The world thing my take on it is this ….I played rift during its launch till recently and they were filled to the brim sort of same situation at first…. and they started throwing servers at the problem.. Well once the initial new game smell wore off we had a bunch of low pop servers and people whining…..
I am thinking they are waiting to see if this solves the problem and you can get a healthy population without doing all that. Most games have those that flock to it rush rush rush do all they can in game, complain on forums and leave for another game (or old game that has added new content) all within first month…

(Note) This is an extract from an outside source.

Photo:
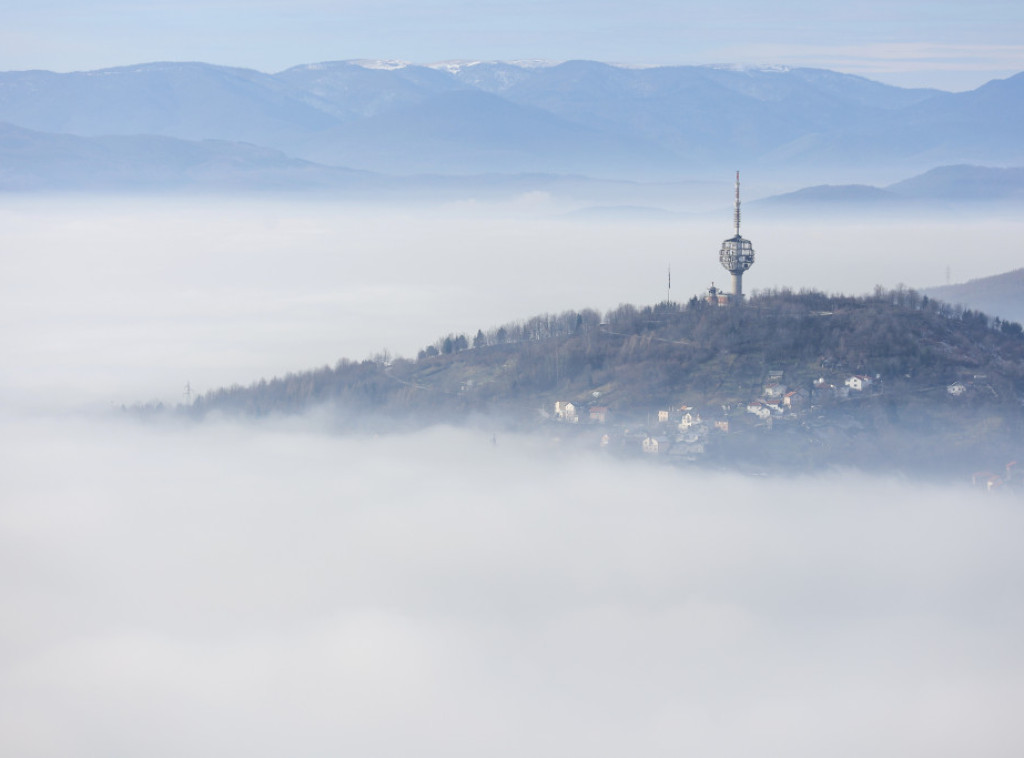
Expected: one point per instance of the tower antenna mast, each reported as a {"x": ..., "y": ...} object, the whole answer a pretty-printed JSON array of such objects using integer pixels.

It is not ideal situation and not best way to handle it but any way they handle it will be a backlash from some in the community

* this is just how I see it everyone will see it how ever but this is how I am justifying it to myself lol


* btw I just got in Cerberus with no line no waiting and no problem for first time... I waited till just now and all the complaining on forums died down to go in...
My issue with the whole "server meltdown" idea is that Squeenix knows exactly what login numbers look like (every service on the internet has metrics for this sort of thing) and they know exactly what their servers can handle. It's clearly indicated in the hardware's specs. You can't really "overload" the hardware by accident without intentionally telling the hardware to accept more incoming connections than it's programmed to handle. You can only push so much data down a wire and the hardware on the other end of that wire is engineered specifically to handle that quantity of date. If more people than the servers can physically handle attempt to log in then they'll just get turned down by the routers.

I had a contract with an MMO publisher of note for four months, and their policy was to launch with a good deal more server capacity than they expected to need to prevent these sorts of issues. From my understanding, a lot of these large hardware contracts have deals with their server and network hardware providers that allow them to return underutilized hardware within the first three months for a partial, if not complete, refund, allowing them to OVER-provide without worrying that much about the cost. I'm sure Squeenix has the same sort of setup with whoever's providing their hardware. It's all also under warranty, so there shouldn't be any real concern for testing and whatnot beyond what the hardware specs indicate. All that testing is already done for them by the manufacturer.

Even if they end up with more worlds than they need, that's what server merges are for.